Lord, Liar, Lunatic Trilemma: How the Accounts Prove the “Legend” Answer Fails, Too

I could use your help with a presentation I’m preparing. Read on to find out how.

C. S. Lewis popularized what’s come to be known as the Lord, Liar, Lunatic trilemma: it’s impossible to look at the accounts of Jesus and think he was a great moral teacher but not God. The famous passage in Mere Christianity reads:

I am trying here to prevent anyone saying the really foolish thing that people often say about Him: I’m ready to accept Jesus as a great moral teacher, but I don’t accept his claim to be God. That is the one thing we must not say. A man who was merely a man and said the sort of things Jesus said would not be a great moral teacher. He would either be a lunatic — on the level with the man who says he is a poached egg — or else he would be the Devil of Hell. You must make your choice. Either this man was, and is, the Son of God, or else a madman or something worse. You can shut him up for a fool, you can spit at him and kill him as a demon or you can fall at his feet and call him Lord and God, but let us not come with any patronizing nonsense about his being a great human teacher. He has not left that open to us. He did not intend to.

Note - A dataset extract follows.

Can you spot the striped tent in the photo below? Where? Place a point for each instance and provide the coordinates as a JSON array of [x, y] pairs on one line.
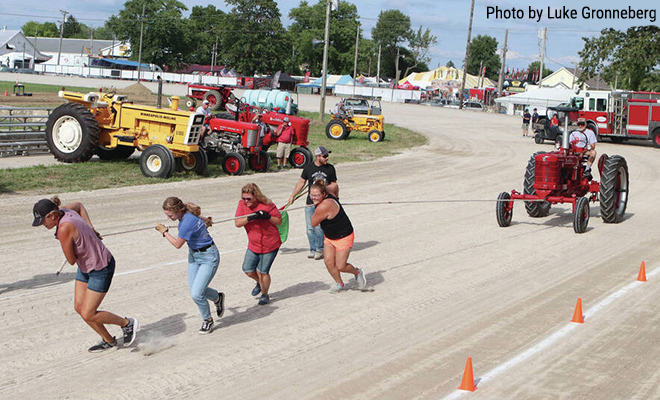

What About the Fourth L, “Legend”?

If we take the accounts seriously, we have to conclude Jesus was more than a man; he was God. But atheists and skeptics respond that we don’t have to take the accounts seriously. “Sure, you can claim that Jesus was a God if there ever was a Jesus like the one in the Gospels, but who says the gospel stories really happened?” It isn’t a trilemma, it’s a quadrilemma: Lord, Liar, Lunatic, or Legend.

There are good historical reasons not to dismiss the stories as mere legend. For starters: the accounts were recorded too soon after the events for legends to have developed, the historical record in the accounts is corroborated in too many ways, and the witnesses proved their credibility by putting their lives on the line for what they were saying.

I consider those answers persuasive, but they take a lot of digging into history.

“Lewis-esque” Article Shows the Quadrilemma Takes Us To the Same Destination

Back in 2014 I presented an argument that the story itself — straight out of the gospels, just like the Trilemma — demands that we take it seriously. Therefore the Legend objection falls down right along with Liar and Lunatic.

The distinguished New Testament scholar Dan Wallace called that articleLewis-esque,” certainly the highest compliment I’ve ever received for my writing. He adds,

Gilson wrestles with a number of objections, but marches through them and lays out an eminently reasonable case that no author could have created the likes of Jesus of Nazareth out of whole cloth. He may well be on to something. In turn, this argues for historicity.

So what’s my argument? You really need to read the article, but here’s a preview:

The story of Jesus is unique in all history and all literature. It’s the only one ever told of a person who was both immensely powerful and completely self-sacrificial and other-centered, never using his great power for his own benefit. If the early church made him up, they accomplished a feat of ethical and literary genius far above any poet, playwright, novelist, or philosopher.

This is not merely unlikely. According to the skeptical explanation, the gospels were produced by a community that was suffering from delusions and/or guilty of intentional deceit, and the process by which they produced this “legend” was riddled with error. It’s impossible to think this community and this process could have produced a character as uniquely, consistently, and perfectly selfless as Jesus Christ.

Your Help Needed: What Objections Have I Missed?

Why am I bringing this up now? I could use your help.

I’m expecting to present this argument at a conference in March, and I’m interested in knowing whether I’ve missed any good objections in my “wrestling.”

Here’s one I’ve heard already: Jesus wasn’t that good after all, since he didn’t argue for equal rights for minorities, women, and gays, and he didn’t speak out against slavery.

I have a long answer: even if he didn’t address these things explicitly, the way of Jesus leads ultimately to the right ethical answer on all of these.

But there’s a short answer that’s a lot easier: So what?

Suppose you were walking across a desert, and you stumbled over a huge glittering diamond. You wouldn’t say, “No big deal. Other than that, it’s just sand everywhere you look.” You’d say, “This means something. Either someone lost a diamond or we should dig for more!”

Neither does a reasonable person ignore the uniquely complete and perfect selflessness Jesus displays. So what if you think there’s something else about him that isn’t perfect? You still have to explain the perfection that is there.

That’s one objection. Are there any others?